Broccolini Aldobrando, Gidaro Teresa, Morosetti Roberta, Mirabella Massimiliano
Department of Neuroscience, Catholic University, L.go A. Gemelli 8, 00168 Rome, Italy.
Muscle Nerve. 2009 Sep;40(3):340-9. doi: 10.1002/mus.21385.

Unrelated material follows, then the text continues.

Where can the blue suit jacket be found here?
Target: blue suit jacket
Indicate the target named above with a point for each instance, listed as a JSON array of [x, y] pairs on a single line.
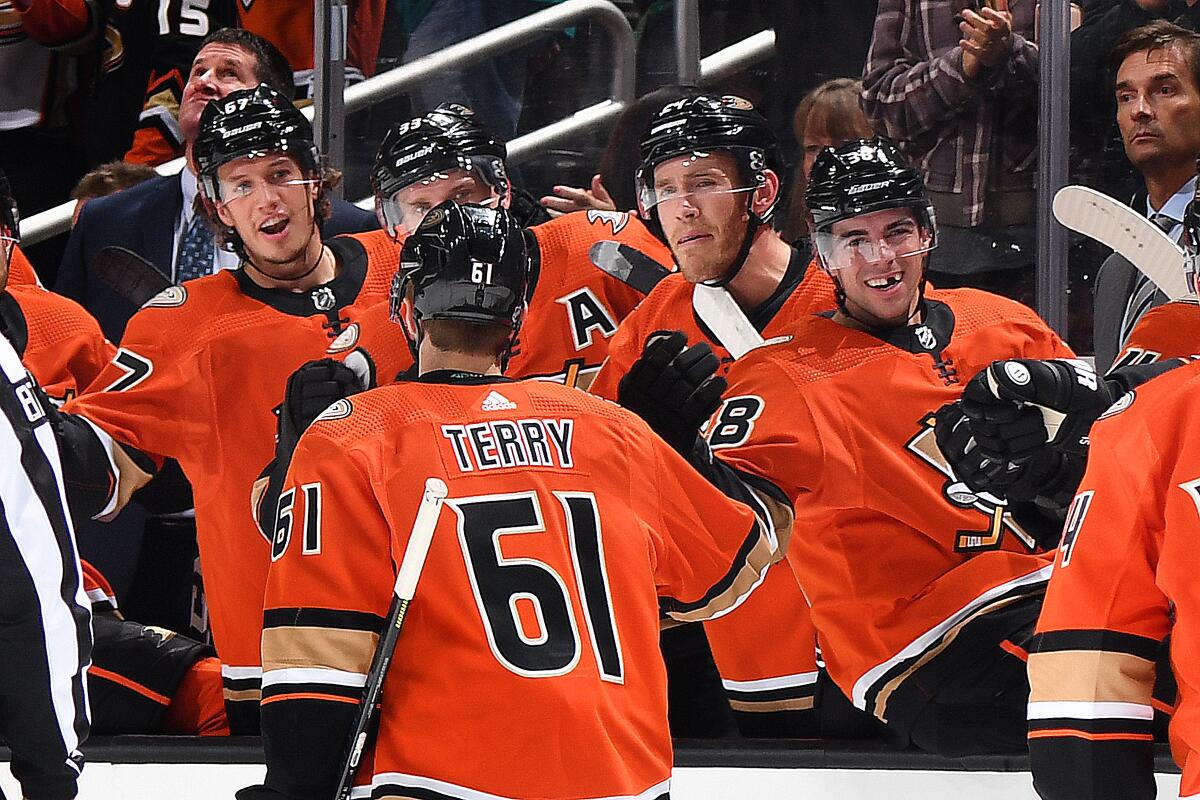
[[142, 218]]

Hereditary inclusion-body myopathy (h-IBM), or distal myopathy with rimmed vacuoles (DMRV), is an autosomal recessive disorder with onset in early adult life and a progressive course leading to severe disability. h-IBM/DMRV is due to mutations of a gene (GNE) that codes for a rate-limiting enzyme in the sialic acid biosynthetic pathway. Despite the identification of the causative gene defect, it has not been unambiguously clarified how GNE gene mutations impair muscle metabolism. Although numerous studies have indicated a key role of hyposialylation of glycoproteins in h-IBM/DMRV pathogenesis, others have demonstrated new and unpredicted functions of the GNE gene, outside the sialic acid biosynthetic pathway, that may also be relevant. This review illustrates the clinical and pathologic characteristics of h-IBM/DMRV and the main clues available to date concerning the possible pathogenic mechanisms and therapeutic perspectives of this disorder.
遗传性包涵体肌病(h-IBM),或伴有镶边空泡的远端肌病(DMRV),是一种常染色体隐性疾病,发病于成年早期,病程呈进行性发展,最终导致严重残疾。h-IBM/DMRV是由一个基因(GNE)的突变引起的,该基因编码唾液酸生物合成途径中的一种限速酶。尽管已经确定了致病基因缺陷,但GNE基因突变如何损害肌肉代谢尚未得到明确阐明。虽然众多研究表明糖蛋白低唾液酸化在h-IBM/DMRV发病机制中起关键作用,但其他研究也证明了GNE基因在唾液酸生物合成途径之外的新的、未预测到的功能,这些功能可能也与之相关。本综述阐述了h-IBM/DMRV的临床和病理特征,以及迄今为止关于该疾病可能的致病机制和治疗前景的主要线索。